They went to a railroad station she did not know. At first sight it seemed unfamiliar, and she gazed around at the row of ticket windows and the arrangement of benches in the waiting room to make sure. Immediately she was seized with panic; she stopped dead and refused to move a step. Her father yelled to the porter, who halted to wait for them, and then turned to her and explained. This train did not go home, but was on another line which stopped at Overton. At Overton they would hire a car to drive them home, forty miles over a state road. Did Lora want to arrive at their home station and descend from the train with everyone there from taxi drivers to the ticket agent recognizing her and looking at her? He explained this patiently, and she was touched by the evidence of his thoughtfulness and ingenuity. It seemed a bit over-subtle even for him, but of course he was right; she would have hated that. She walked beside him down the long platform, and they had barely found their seats in the parlor car when the train jerked forward and rolled slowly out of the shed.

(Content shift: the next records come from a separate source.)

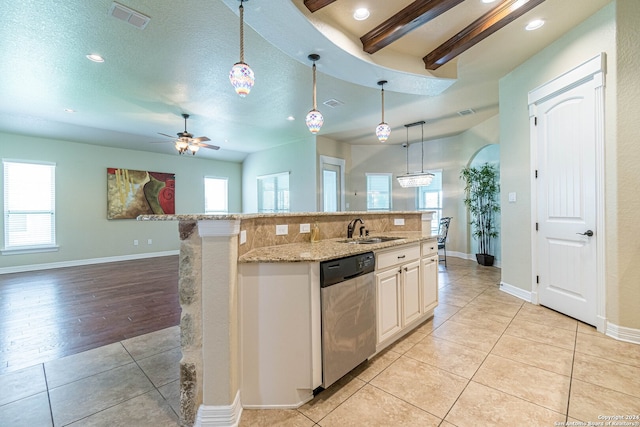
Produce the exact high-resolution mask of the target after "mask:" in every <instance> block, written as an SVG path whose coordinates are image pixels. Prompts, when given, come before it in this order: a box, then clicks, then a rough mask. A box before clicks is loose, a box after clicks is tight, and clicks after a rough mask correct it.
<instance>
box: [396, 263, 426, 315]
mask: <svg viewBox="0 0 640 427" xmlns="http://www.w3.org/2000/svg"><path fill="white" fill-rule="evenodd" d="M401 276H402V303H403V304H402V320H403V323H402V324H403V325H408V324H409V323H411V322H413V321H414V320H417V319H418V318H419V317H420V316H421V315H422V313H423V310H422V304H421V303H420V261H413V262H409V263H406V264H404V265H403V266H402V273H401Z"/></svg>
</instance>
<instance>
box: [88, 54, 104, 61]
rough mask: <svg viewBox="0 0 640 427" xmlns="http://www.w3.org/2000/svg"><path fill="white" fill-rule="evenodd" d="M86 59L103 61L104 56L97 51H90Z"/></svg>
mask: <svg viewBox="0 0 640 427" xmlns="http://www.w3.org/2000/svg"><path fill="white" fill-rule="evenodd" d="M87 59H88V60H89V61H93V62H104V58H103V57H101V56H100V55H98V54H97V53H90V54H89V55H87Z"/></svg>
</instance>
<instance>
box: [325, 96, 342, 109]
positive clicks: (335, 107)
mask: <svg viewBox="0 0 640 427" xmlns="http://www.w3.org/2000/svg"><path fill="white" fill-rule="evenodd" d="M323 104H324V105H326V106H327V107H331V108H336V107H339V106H341V105H344V102H342V101H338V100H337V99H334V98H331V99H327V100H326V101H324V102H323Z"/></svg>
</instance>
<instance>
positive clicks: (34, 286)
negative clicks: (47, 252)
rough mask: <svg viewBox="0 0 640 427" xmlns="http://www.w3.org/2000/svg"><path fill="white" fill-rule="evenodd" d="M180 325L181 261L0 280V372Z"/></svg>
mask: <svg viewBox="0 0 640 427" xmlns="http://www.w3.org/2000/svg"><path fill="white" fill-rule="evenodd" d="M179 323H180V304H179V301H178V256H177V255H176V256H168V257H158V258H148V259H142V260H135V261H123V262H114V263H107V264H94V265H88V266H80V267H67V268H58V269H52V270H41V271H33V272H26V273H13V274H3V275H0V374H3V373H6V372H12V371H16V370H18V369H21V368H24V367H27V366H31V365H34V364H37V363H42V362H45V361H49V360H53V359H58V358H60V357H64V356H68V355H71V354H75V353H80V352H82V351H86V350H89V349H92V348H96V347H100V346H103V345H106V344H111V343H114V342H118V341H122V340H124V339H127V338H131V337H134V336H138V335H142V334H146V333H149V332H153V331H157V330H160V329H164V328H167V327H170V326H175V325H178V324H179Z"/></svg>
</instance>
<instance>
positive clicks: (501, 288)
mask: <svg viewBox="0 0 640 427" xmlns="http://www.w3.org/2000/svg"><path fill="white" fill-rule="evenodd" d="M500 290H501V291H502V292H506V293H508V294H509V295H513V296H514V297H517V298H520V299H523V300H525V301H526V302H531V297H532V295H531V291H525V290H524V289H520V288H518V287H516V286H513V285H510V284H508V283H505V282H502V281H501V282H500Z"/></svg>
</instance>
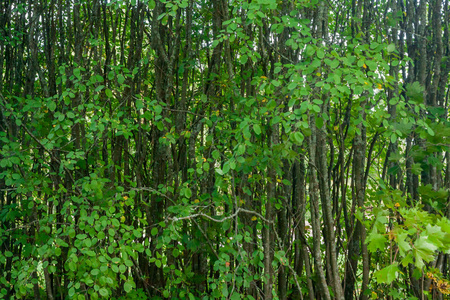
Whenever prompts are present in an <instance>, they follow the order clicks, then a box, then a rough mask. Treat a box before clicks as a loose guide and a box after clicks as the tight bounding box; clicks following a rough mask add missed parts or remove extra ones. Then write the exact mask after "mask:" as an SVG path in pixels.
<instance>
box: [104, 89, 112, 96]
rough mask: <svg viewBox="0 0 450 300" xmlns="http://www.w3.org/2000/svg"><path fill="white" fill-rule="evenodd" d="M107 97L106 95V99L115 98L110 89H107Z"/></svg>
mask: <svg viewBox="0 0 450 300" xmlns="http://www.w3.org/2000/svg"><path fill="white" fill-rule="evenodd" d="M105 95H106V97H108V98H112V97H113V94H112V92H111V90H110V89H106V90H105Z"/></svg>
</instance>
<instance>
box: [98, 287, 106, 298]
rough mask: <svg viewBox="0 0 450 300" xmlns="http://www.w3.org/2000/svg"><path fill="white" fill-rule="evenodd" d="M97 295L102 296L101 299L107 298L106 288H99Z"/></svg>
mask: <svg viewBox="0 0 450 300" xmlns="http://www.w3.org/2000/svg"><path fill="white" fill-rule="evenodd" d="M98 293H99V294H100V295H101V296H102V297H107V296H108V295H109V292H108V290H107V289H106V288H101V289H100V290H98Z"/></svg>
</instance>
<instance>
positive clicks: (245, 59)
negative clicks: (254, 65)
mask: <svg viewBox="0 0 450 300" xmlns="http://www.w3.org/2000/svg"><path fill="white" fill-rule="evenodd" d="M247 61H248V56H247V55H245V54H244V55H241V57H240V59H239V62H240V63H241V65H244V64H246V63H247Z"/></svg>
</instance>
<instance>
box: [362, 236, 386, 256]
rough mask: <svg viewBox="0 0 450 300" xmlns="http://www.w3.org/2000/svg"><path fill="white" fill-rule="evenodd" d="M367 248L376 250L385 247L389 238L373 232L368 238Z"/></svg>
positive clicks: (376, 250) (372, 249)
mask: <svg viewBox="0 0 450 300" xmlns="http://www.w3.org/2000/svg"><path fill="white" fill-rule="evenodd" d="M367 241H368V245H367V249H369V251H371V252H375V251H377V250H378V249H384V247H385V245H386V242H387V239H386V237H385V236H384V235H382V234H379V233H371V234H370V235H369V236H368V238H367Z"/></svg>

They got to Overton after midnight, an hour late on account of the snowstorm. But their real tussle with the storm then began, during the forty-mile drive northwest, directly in the teeth of the blizzard. They had difficulty finding anyone who would undertake it, and finally persuaded a man who owned a little garage on the edge of town and whose only available vehicle was an open touring-car. He put up curtains, but the wind tore them open before they had gone a mile; and a few miles further on they got stuck in a drift. That was what he had put in the shovels for. Ten minutes’ furious work by the two men, while Lora sat huddled in robes and blankets on the rear seat, got them underway again. Four times more the performance was repeated before they got through, and in between these episodes they shoved the wheels stubbornly forward in low or second gear, with a wind of hurricane force, cruelly cold, blinding and stinging them with the icy particles of sleet and snow it drove before it. Once the driver had to fight his way through the drifts to a farmhouse and bring the farmer with a team of horses to pull them back on the road, or at least where the road was supposed to be. This was mad, Lora thought. Plain crazy. They should have stayed at a hotel in Overton. But the driver, a wiry little man with a strong foreign accent and bushy eyebrows which now were shelves of frozen snow, evidently didn’t mind it at all; he would laugh in gay excitement and shout encouragements to the car as it plunged and struggled forward. Lora was certain her feet were frozen.
As they turned into the driveway of their home her father looked at his watch by the dashboard light and announced that it was four o’clock. He paid off the driver, repeating his advice against attempting a return trip until the day came. He wouldn’t, the driver said; he knew a place to go where he could get just what he needed, inside and out. Then Lora wriggled out of her nest of blankets and robes, and her father picked her up in his arms and carried her through the drifts that had piled up to the very door. As they went in a blast of wind and snow whirled in too. The living room was warm, all the lights were on, and logs were blazing in the fireplace; and Mrs. Winter was there, arising from a chair in front of the fire as they entered. More slight and fragile than ever, her eyes red with weeping, a brown shawl around her shoulders, she came a step or two toward them, then stood still, swaying a little it seemed with the dancing light of the fire behind her. Lora knew she had to put her arms around her and kiss her, and she didn’t want to. She was filled that instant with a deep and overwhelming regret that she had let herself be brought home. Home indeed. This her mother! This weak ineffectual ghost — when what she needed was strength against her own weakness. That man would destroy them both yet — her mother was gone already beyond all hope of salvage; and here was she herself back again, and though she was by no means beyond hope she felt herself quivering with a distrust and revulsion that went clear to the center of her bones. Drowsy with cold and exhaustion, the warmth of the room was arousing her blood, awakening her momentarily into a curious trance of excitement and terror; everything was unreal and threatening and dangerous. She should not have come, she should never have let him bring her here.
Her arms were around her mother’s shoulders when her father’s voice sounded, dry and hostile:
“I told you not to keep the lights on.”
This struck Lora as outrageously petty and unreasonable, and the remembered tone made her furious. She turned and flung at him:
“Oh, shut up. Just once shut up.”
In a vague gesture, presumably comforting, the palm of Mrs. Winter’s hand was rubbing up and down the sleeve of her daughter’s dress.
“I pulled the shades down tight,” she said.